Turisme de Sitges

Garraf, maisonnettes sur la plage et héritage de Gaudí

De par son emplacement géographique et son histoire, le village de Garraf, qui dépend de Sitges, possède sa propre personnalité et mérite bien une visite (et même plus, vous allez le voir). Les maisonnettes bâties sur le sable de la plage sont la carte postale la plus identifiable d’un endroit où Gaudí a également laissé son empreinte. Il doit bien y avoir une raison…

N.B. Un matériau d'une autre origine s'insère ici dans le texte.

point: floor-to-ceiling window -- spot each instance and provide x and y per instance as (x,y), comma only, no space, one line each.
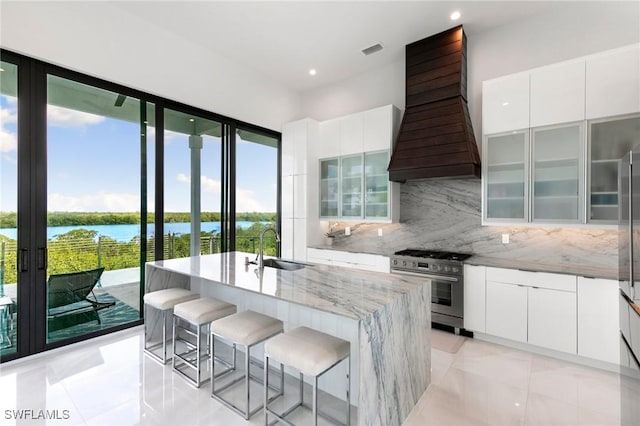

Commençons par la carte postale, voulez-vous ? Eh bien oui, nous parlons d’une image iconique : 33 maisonnettes vertes et blanches, simples, en bois, alignées sur le sable de la plage de Garraf, toutes face à la mer. Un skyline propre et séduisant, déclaré, depuis octobre 2020, Bien d’Intérêt National, dans la catégorie Ensemble historique, par le Gouvernement autonome de Catalogne. Cette qualification en garantit l’importance touristique et, mieux encore, la protection.

 

Les premières maisonnettes de Garraf datent de 1920 : il s’agissait alors de cabanes en roseaux, dont certaines servaient aux familles d’abri contre le soleil lorsqu’elles venaient à la plage ; d’autres étaient utilisées par les pêcheurs pour ranger leurs ustensiles et d’autres encore par les ouvriers de la ligne de chemin de fer, alors en construction, pour s’abriter du soleil et se reposer. Le roseau, on le sait, n’est guère résistant (vous connaissez le conte des « Trois petits cochons »), aussi ces maisonnettes furent-elles revêtues de bois et, en 1930, on les rebâtit sur pilotis pour les rendre plus résistantes aux assauts du vent et de la mer.

 

Vous imaginez-vous vivre dans une maisonnette avec, en guise de trottoirs, une plage de sable ?  En guise de rue, la mer ? Avec une bande-son aussi primitive que le bruit des vagues qui viennent mourir à deux pas et celui de la brise qui les pousse ? Oui, ici, le syndrome de Stendhal est aussi particulièrement intense…

 

Au fait, une organisation se charge actuellement de la conservation des maisonnettes –Asociación de las Casitas– ; elle a pour objectif d’entretenir et de protéger l’ensemble et son environnement.

 

Mais, à part ces maisonnettes, il y a dans le Garraf bien d’autres choses à voir et à faire. Par exemple, au Port du Garraf, centre d’activités sportives et ludiques (régates, voile, plongée, etc.). Et puis au Celler Güell, un caprice moderniste qui évoque un petit château médiéval avec princesse à sauver. Ici, dans ces anciennes caves, on avance différentes versions quant à leur paternité : l’architecte responsable pourrait être, dit-on, Francesc Berenguer i Mestres, disciple d’Antoni Gaudí ; d’autres sources assurent que ce fut un ouvrage commun entre les deux. Quoi qu’il en soit, l’empreinte de Gaudí est indubitable. Ces chais ont été reconvertis en restaurant, actuellement fermé.

 

Et bien sûr, comme vigie du village, il y a aussi le Parc du Garraf, cette merveille naturelle, karstique, unique et différente, grise et verte, avec la mer en toile de fond et différents itinéraires pour en profiter à son rythme. Ne me dites pas que la combinaison n’est pas séduisante : une plage avec des maisonnettes, un héritage gaudinien, un port de plaisance et une porte d’entrée sur un parc naturel. Oui, pas de doute : Garraf est un grand petit village.